Reputation: 21
I'm trying to load the json data from the API source using Azure Data Factory. I'm getting error below whcih is bad json escape sequence.
ErrorCode=JsonInvalidDataFormat,'Type=Microsoft.DataTransfer.Common.Shared.HybridDeliveryException,Message=Error occurred when deserializing source JSON file 'api/vc/report/16277292d17ac20a5d0d073d0f8fa45bf848a89e2e0c9fcebb707f187fcf9cdce88ceb70c'. Check if the data is in valid JSON object format.,Source=Microsoft.DataTransfer.Common,''Type=Newtonsoft.Json.JsonReaderException,Message=Bad JSON escape sequence: \A. Path 'Data[43999].work_order', line 1, position 39435083.,Source=Newtonsoft.Json,'
Above error I got when the destination dataset has the encoding of UTF-8 WITHOUT BOM.
If I set the encoding as UTF-8 in dest DS in ADF. data is loading successfully to ADLS as json file, but I'm unable to read/parse (tried reading in text and json formats) the json file in databricks/dataflow. getting error like (AnalysisException: Since Spark 2.3, the queries from raw JSON/CSV files are disallowed when the referenced columns only include the internal corrupt record column (named _corrupt_record by default.....).
Is there any way to replace the invalid escape sequence while reading from source in ADF? Or Any other solution to handle this situation?
this is the sample data
{
"Report ID": "123",
"Report Name": "JSON_1",
"Data as of Date": "2024-01-18 01:28 PM",
"Report Date": "01/18/2024 08:27 AM",
"Report Header": "",
"Report Footer": "",
"Data": [
{
"ID": "01",
"Supplier": "COMPANY",
"Type": "Standard",
"Work_ID": "fg",**"work_order":"T\A Harvey"**,
"Purchase_Order_Number": "2",
"Statement_of_Work_Status": "Approved",
"Primary Cost Object": "3 | BASE",
"Primary Cost Object Code": "10014",
"Item": "Limit ",
"Item_ID": "rg23",
"Item_Status": "R",
"S_Worker_ID": "",
"Worker_ID": "",
"Worker_Name": "",
"Master_Number": "",
"Role_Code": "",
"Role_Level": "",
"Invoice_ID": "",
"Item_Submit_Date": "12/09/2023 12:39 PM"....15 more columns
}
]
}
Upvotes: 0
Views: 237
Reputation: 3215
I tried the below approach using the databricks to replace escape characters before using it as source in ADF
As you mentioned that you can't change the data at the source side.
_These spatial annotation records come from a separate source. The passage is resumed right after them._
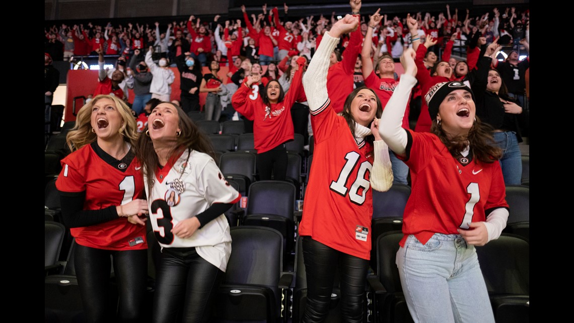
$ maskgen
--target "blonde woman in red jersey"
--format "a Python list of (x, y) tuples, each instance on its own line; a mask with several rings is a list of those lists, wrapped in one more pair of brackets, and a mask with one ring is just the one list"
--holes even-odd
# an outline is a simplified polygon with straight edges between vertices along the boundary
[[(73, 152), (62, 160), (56, 186), (64, 223), (77, 244), (74, 264), (86, 322), (144, 320), (148, 209), (132, 148), (137, 137), (130, 108), (121, 98), (105, 95), (80, 109), (66, 136)], [(108, 310), (112, 258), (117, 313)]]

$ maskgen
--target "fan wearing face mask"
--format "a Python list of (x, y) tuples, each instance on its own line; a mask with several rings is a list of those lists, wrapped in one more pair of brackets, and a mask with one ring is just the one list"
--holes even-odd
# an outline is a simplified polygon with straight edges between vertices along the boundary
[(160, 99), (162, 101), (169, 101), (170, 100), (169, 97), (172, 94), (172, 83), (175, 79), (175, 74), (173, 71), (169, 68), (166, 58), (161, 57), (157, 64), (154, 63), (152, 59), (153, 53), (153, 47), (150, 46), (144, 60), (153, 76), (149, 91), (152, 93), (152, 98)]
[(152, 98), (149, 91), (153, 75), (144, 61), (144, 53), (138, 49), (134, 50), (134, 56), (130, 60), (128, 78), (133, 80), (132, 89), (134, 90), (134, 103), (131, 110), (135, 116), (139, 116), (144, 110), (146, 102)]
[(185, 113), (190, 111), (199, 111), (199, 84), (203, 77), (201, 66), (192, 57), (191, 52), (189, 51), (176, 56), (175, 61), (180, 71), (181, 109)]

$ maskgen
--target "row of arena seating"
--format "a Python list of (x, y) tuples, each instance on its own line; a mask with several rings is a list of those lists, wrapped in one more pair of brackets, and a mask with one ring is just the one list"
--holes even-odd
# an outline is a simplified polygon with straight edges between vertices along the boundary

And have to handle that loaded Json data(UTF-8) and need to replace the escape character, and parse and store as a csv data.
You can follow the below steps:
Step 1: Load the JSON data into a DataFrame in Azure Databricks.
json_data = '''
{
"Report ID": "123",
"Report Name": "JSON_1",
"Data as of Date": "2024-01-18 01:28 PM",
"Report Date": "01/18/2024 08:27 AM",
"Report Header": "",
"Report Footer": "",
"Data": [
{
"ID": "01",
"Supplier": "COMPANY",
"Type": "Standard",
"Work_ID": "fg",
"work_order": "T\\A Harvey",
"Purchase_Order_Number": "2",
"Statement_of_Work_Status": "Approved",
"Primary Cost Object": "3 | BASE",
"Primary Cost Object Code": "10014",
"Item": "Limit ",
"Item_ID": "rg23",
"Item_Status": "R",
"S_Worker_ID": "",
"Worker_ID": "",
"Worker_Name": "",
"Master_Number": "",
"Role_Code": "",
"Role_Level": "",
"Invoice_ID": "",
"Item_Submit_Date": "12/09/2023 12:39 PM"
}
]
}
'''
Step 2: Replace the escape characters in the DataFrame.
json_data = json_data.replace('\\', '')
schema = StructType([StructField("Report ID", StringType(), True),
StructField("Report Name", StringType(), True),
StructField("Data as of Date", StringType(), True),
StructField("Report Date", StringType(), True),
StructField("Report Header", StringType(), True),
StructField("Report Footer", StringType(), True),
StructField("Data", StringType(), True)])
df = spark.read.json(spark.sparkContext.parallelize([json_data]), schema=schema)
file_path = "abfss://[email protected]/exmpl.json"
Step 3: Write the DataFrame to CSV format and store it in ADLS.
df.write.mode("overwrite").json(file_path)
Results:
Report ID Report Name Data as of Date Report Date Report Header Report Footer Data
123 JSON_1 2024-01-18 01:28 PM 01/18/2024 08:27 AM [{"ID":"01","Supplier":"COMPANY","Type":"Standard","Work_ID":"fg","work_order":"TA Harvey","Purchase_Order_Number":"2","Statement_of_Work_Status":"Approved","Primary Cost Object":"3 | BASE","Primary Cost Object Code":"10014","Item":"Limit ","Item_ID":"rg23","Item_Status":"R","S_Worker_ID":"","Worker_ID":"","Worker_Name":"","Master_Number":"","Role_Code":"","Role_Level":"","Invoice_ID":"","Item_Submit_Date":"12/09/2023 12:39 PM"}]
The above code is replacing escape characters from the JSON data. and converting JSON string to dataframe and writing to ADLS.
However, Azure databricks has the capabilty to load json data in python request package.
The below is the example:
import requests
resp = requests.get('https://reqres.in/api/users?page=1,name,href')
db1 = spark.sparkContext.parallelize([resp.text])
df2 = spark.read.json(db1)
requests
module, which allows Python code to send HTTP requests and It retrieves data from the API endpoint
Spark RDD (Resilient Distributed Dataset) parallelizing the text
spark.read.json
reads from the Spark RDD
Upvotes: 0